Yeo Min-Kyung, Kim Yoonjoo, Lee Da Hye, Chung Chaeuk, Bae Go Eun
Department of Pathology, School of Medicine, Chungnam National University, Daejeon 35015, Korea.
Division of Pulmonology, Department of Internal Medicine School of Medicine, Chungnam National University, Daejeon 35015, Korea.
Cancers (Basel). 2022 Jun 14;14(12):2940. doi: 10.3390/cancers14122940.
Acquired resistance after EGFR-tyrosine kinase inhibitor (TKI) treatment is the rule rather than the exception. Overcoming resistance to EGFR-TKIs is essential if we are to develop better therapeutic strategies for lung cancer patients. Here, we examine the effector signaling pathways underlying TKI resistance and propose targets to overcome the resistance of lung adenocarcinoma (LAC) to TKI.
We compared the expression of NF-κB, AICDA, Akt, IL-6, Jak2, and Stat3 by EGFR-TKI-resistant and EGFR-TKI-sensitive LAC cell lines, and by LAC patients treated with EGFR-TKIs; we then evaluated links between expression and treatment responses. We also examined the therapeutic effects of NF-κB and AICDA inhibition in EGFR-TKI-resistant LACs.

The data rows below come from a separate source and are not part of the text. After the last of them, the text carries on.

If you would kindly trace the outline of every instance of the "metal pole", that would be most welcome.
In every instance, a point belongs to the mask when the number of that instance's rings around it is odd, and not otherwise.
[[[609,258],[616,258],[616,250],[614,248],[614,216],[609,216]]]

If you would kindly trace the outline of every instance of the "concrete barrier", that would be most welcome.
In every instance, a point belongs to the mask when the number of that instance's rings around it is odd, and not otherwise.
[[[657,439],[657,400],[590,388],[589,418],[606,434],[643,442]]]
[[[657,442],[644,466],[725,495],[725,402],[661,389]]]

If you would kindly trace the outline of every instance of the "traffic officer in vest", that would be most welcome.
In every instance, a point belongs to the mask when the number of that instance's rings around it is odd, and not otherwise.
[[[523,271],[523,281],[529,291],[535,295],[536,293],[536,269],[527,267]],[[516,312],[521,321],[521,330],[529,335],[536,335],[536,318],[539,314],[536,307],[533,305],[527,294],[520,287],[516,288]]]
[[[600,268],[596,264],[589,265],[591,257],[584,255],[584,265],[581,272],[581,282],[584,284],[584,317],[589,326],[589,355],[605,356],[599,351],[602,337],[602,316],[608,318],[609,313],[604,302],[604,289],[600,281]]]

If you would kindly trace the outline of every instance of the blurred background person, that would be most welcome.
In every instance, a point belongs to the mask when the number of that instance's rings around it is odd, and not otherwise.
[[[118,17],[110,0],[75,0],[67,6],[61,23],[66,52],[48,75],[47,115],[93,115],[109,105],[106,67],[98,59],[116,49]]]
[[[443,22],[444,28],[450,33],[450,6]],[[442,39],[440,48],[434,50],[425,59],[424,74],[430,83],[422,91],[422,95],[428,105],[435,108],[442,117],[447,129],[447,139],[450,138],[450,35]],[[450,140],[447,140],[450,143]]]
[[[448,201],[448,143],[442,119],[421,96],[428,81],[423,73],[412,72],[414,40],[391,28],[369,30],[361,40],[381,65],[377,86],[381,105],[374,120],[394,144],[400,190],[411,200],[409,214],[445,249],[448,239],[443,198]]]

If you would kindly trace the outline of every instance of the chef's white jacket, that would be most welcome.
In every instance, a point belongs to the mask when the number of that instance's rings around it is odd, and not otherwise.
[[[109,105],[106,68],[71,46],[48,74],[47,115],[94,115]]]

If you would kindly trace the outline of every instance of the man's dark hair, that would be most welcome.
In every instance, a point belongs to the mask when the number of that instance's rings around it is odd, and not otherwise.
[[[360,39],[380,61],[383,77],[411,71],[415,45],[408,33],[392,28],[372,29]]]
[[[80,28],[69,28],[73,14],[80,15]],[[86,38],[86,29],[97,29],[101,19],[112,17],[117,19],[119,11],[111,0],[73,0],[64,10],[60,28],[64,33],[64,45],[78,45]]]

NF-κB and AICDA were more expressed by EGFR-TKI-resistant LACs than by EGFR-TKI-sensitive LACs. EGFR-TKIs induced a dose-dependent increase in the expression of NF-κB, AICDA, and IL-6. Inhibition of NF-κB suppressed the expression of AICDA, Akt, and IL-6 in EGFR-TKI-resistant and EGFR-TKI-sensitive LACs, whereas knockdown of AICDA suppressed the expression of NF-κB and Akt in both cell types. Treating EGFR-TKI-resistant LACs with an EGFR-TKI, alongside cosuppression of NF-κB and AICDA, had a significant therapeutic effect.
Treatment with an EGFR-TKI plus cosuppression of NF-κB and AICDA may be a promising strategy to overcome EGFR-TKI resistance in LACs.
表皮生长因子受体酪氨酸激酶抑制剂(EGFR-TKI)治疗后获得性耐药是普遍现象而非个别情况。若要为肺癌患者制定更好的治疗策略,克服对EGFR-TKIs的耐药性至关重要。在此,我们研究了TKI耐药背后的效应信号通路,并提出克服肺腺癌(LAC)对TKI耐药的靶点。
我们比较了EGFR-TKI耐药和EGFR-TKI敏感的LAC细胞系以及接受EGFR-TKIs治疗的LAC患者中NF-κB、AICDA、Akt、IL-6、Jak2和Stat3的表达;然后评估了表达与治疗反应之间的联系。我们还研究了NF-κB和AICDA抑制对EGFR-TKI耐药LACs的治疗效果。
EGFR-TKI耐药的LACs中NF-κB和AICDA的表达高于EGFR-TKI敏感的LACs。EGFR-TKIs诱导NF-κB、AICDA和IL-6的表达呈剂量依赖性增加。抑制NF-κB可抑制EGFR-TKI耐药和EGFR-TKI敏感LACs中AICDA、Akt和IL-6的表达,而敲低AICDA可抑制两种细胞类型中NF-κB和Akt的表达。用EGFR-TKI治疗EGFR-TKI耐药的LACs,同时共抑制NF-κB和AICDA,具有显著的治疗效果。
EGFR-TKI联合共抑制NF-κB和AICDA可能是克服LACs中EGFR-TKI耐药的一种有前景的策略。